Unfortunately, many of her goods at Sotheby’s did not attract the same rapt attention as did Mr Patiño’s. Much of it was of the Louis XIV period (which has a much more limited market than Louis XVI furniture), and in contrast to the freshness of the Patiño lots, had mostly been recently bought at high prices. Dealers felt they could be choosy, passing several highly touted lots, including a Louis XIV Boulle marquetry writing table (which some believed to have been extensively altered), unsold at $325,000 (est. $400-600,000) and a set of four Louis XVI ormolu-mounted Boulle marquetry cabinets (est. $400-600,000) which failed at $250,000. Luckier fates awaited the Louis XIV Boulle marquetry console, sold to a telephone bidder under-estimate for $675,000 (£375,000) (est. $800-1.2 million), a small Louis XIV ormolu-mounted Boulle bureau plat around 1700-1710, sold to Bernard Steinitz for $850,000 (£472,200) (est. $1-1.5 million), a simple Louis XV tulipwood marquetry table à écrire by Bernard van Risamburgh, sold to Partridge for $460,000 (£255,500) (est. $400-600,000) and the skeleton of a charming Louis XVI giltwood lit à la polonaise around 1780 (est. $100-150,000), a form not often seen at auction, which went to a phone bidder for $440,000 (£244,400). The most successful of Mrs Johnson’s consignments was a large Louis XIV Savonnerie carpet of around 1670. Depicting swags of flowers interspaced between Berain-inspired cartouches and masks, it was in remarkably fine condition, its rich oranges and deep blues unfaded.
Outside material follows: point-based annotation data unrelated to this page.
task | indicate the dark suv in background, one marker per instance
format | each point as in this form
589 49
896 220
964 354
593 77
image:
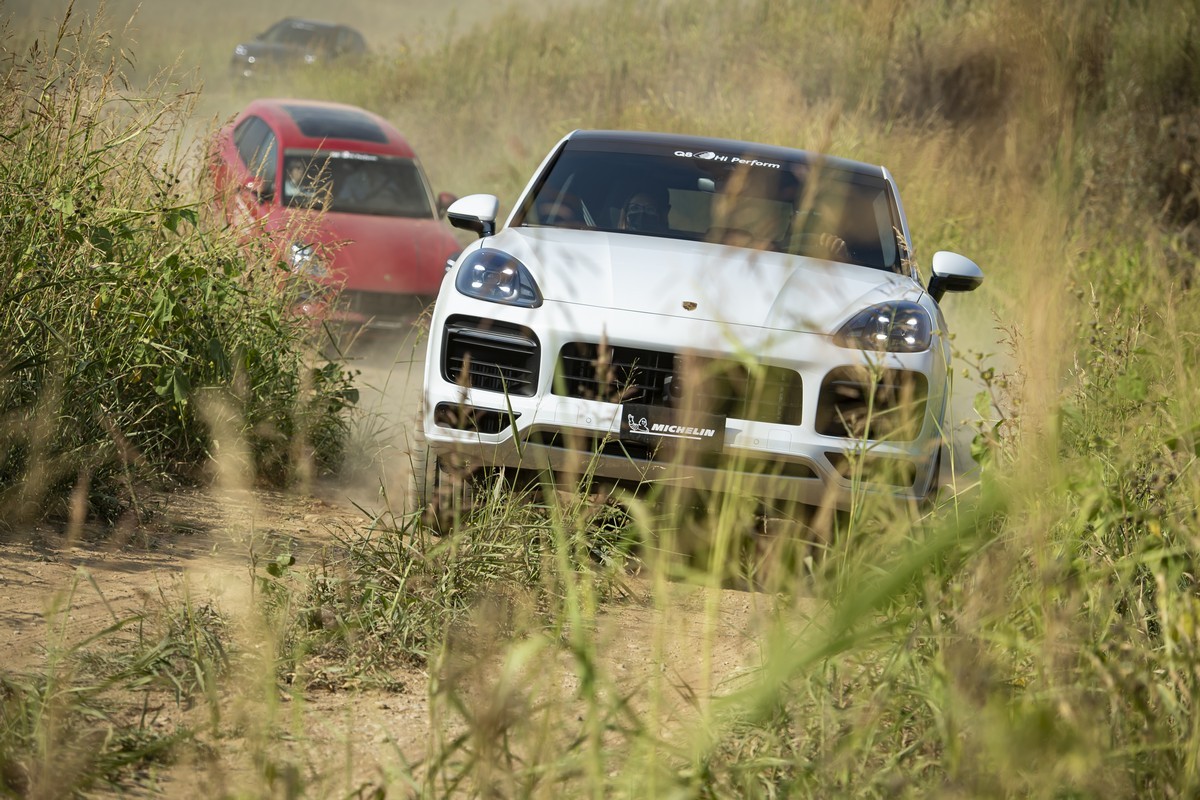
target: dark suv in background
293 41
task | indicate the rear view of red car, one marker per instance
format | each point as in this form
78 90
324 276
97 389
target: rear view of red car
342 199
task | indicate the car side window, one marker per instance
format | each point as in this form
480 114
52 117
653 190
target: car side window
257 146
351 41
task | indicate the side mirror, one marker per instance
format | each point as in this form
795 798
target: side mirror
953 272
445 199
474 212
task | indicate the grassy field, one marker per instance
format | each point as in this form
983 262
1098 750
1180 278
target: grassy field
1035 635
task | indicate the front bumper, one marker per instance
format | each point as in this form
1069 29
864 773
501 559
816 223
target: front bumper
525 417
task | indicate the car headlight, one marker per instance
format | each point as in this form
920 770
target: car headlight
305 262
497 277
900 326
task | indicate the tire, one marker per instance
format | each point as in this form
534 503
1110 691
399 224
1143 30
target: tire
437 495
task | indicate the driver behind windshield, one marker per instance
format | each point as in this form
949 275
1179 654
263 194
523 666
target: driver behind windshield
645 211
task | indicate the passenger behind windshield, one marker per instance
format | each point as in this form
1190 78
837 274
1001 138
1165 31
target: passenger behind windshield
360 184
791 208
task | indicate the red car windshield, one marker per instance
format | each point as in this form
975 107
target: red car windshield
354 182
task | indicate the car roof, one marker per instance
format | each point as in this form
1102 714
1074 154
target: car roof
321 125
310 23
696 144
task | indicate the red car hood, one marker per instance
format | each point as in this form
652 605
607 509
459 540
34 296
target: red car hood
375 253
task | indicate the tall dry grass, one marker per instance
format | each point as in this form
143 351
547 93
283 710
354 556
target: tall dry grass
1035 635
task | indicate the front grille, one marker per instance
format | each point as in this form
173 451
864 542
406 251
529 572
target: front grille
724 386
874 469
861 403
490 355
466 417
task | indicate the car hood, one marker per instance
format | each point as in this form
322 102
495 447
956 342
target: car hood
732 286
378 253
270 49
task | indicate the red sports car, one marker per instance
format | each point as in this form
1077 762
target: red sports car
342 197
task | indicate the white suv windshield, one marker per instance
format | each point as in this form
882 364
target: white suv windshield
816 210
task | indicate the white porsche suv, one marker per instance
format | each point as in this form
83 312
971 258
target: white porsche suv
720 316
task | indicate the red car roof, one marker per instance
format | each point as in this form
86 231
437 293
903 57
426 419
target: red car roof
318 125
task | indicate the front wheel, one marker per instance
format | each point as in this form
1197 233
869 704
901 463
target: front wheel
439 497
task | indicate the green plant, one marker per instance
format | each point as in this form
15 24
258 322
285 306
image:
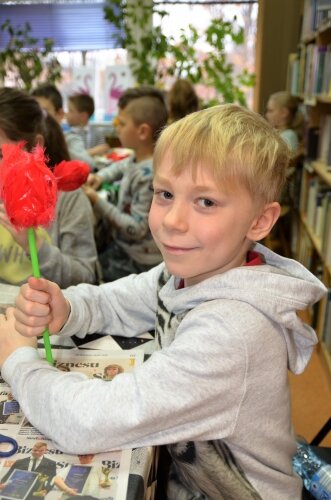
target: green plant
150 47
24 61
147 47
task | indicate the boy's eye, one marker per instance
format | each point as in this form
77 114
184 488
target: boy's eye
206 203
163 195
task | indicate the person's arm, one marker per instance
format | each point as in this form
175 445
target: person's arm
135 187
72 257
192 389
124 307
77 149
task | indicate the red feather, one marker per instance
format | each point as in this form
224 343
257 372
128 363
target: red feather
71 175
27 186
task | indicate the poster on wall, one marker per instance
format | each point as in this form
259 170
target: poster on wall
117 79
83 81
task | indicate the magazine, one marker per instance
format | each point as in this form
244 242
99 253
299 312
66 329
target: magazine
39 469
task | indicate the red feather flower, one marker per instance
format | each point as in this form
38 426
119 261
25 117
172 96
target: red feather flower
27 186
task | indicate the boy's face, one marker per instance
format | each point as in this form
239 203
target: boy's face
276 115
48 106
127 130
200 230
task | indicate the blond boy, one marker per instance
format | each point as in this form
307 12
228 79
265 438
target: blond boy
215 391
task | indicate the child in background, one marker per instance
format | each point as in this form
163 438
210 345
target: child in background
80 110
284 114
182 100
224 308
51 100
142 115
66 250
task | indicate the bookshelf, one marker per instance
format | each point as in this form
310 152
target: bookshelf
309 77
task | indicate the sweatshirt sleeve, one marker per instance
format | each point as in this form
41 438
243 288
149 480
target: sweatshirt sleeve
115 170
125 307
191 390
77 149
72 256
Although the carpet’s original owner is still unknown, the recipient must have been highly considered, since all the Savonnerie workshops were monopolised by the King during this time for making carpets for the Louvre. As there is at present in the United States an embargo against Iranian carpets, it has been suggested that renewed attention is being given to European examples.
An Empire Aubusson pile carpet around 1810 with rewoven areas brought $270,000 (£150,000) at the Patiño sale (est. $60-80,000) and even an attractive late nineteenth-century Louis XVI style Savonnerie carpet (est. $40-60,000) brought $220,000 (£120,500). Estimated at $700-900,000, the Johnson carpet was special, and after fierce bidding sold to a New York dealer (acting for a private collector) for $1.2 million (£672,200) (underbid by Maurice Segoura, who had sold the carpet to Mrs Johnson), a world record price for a carpet at auction.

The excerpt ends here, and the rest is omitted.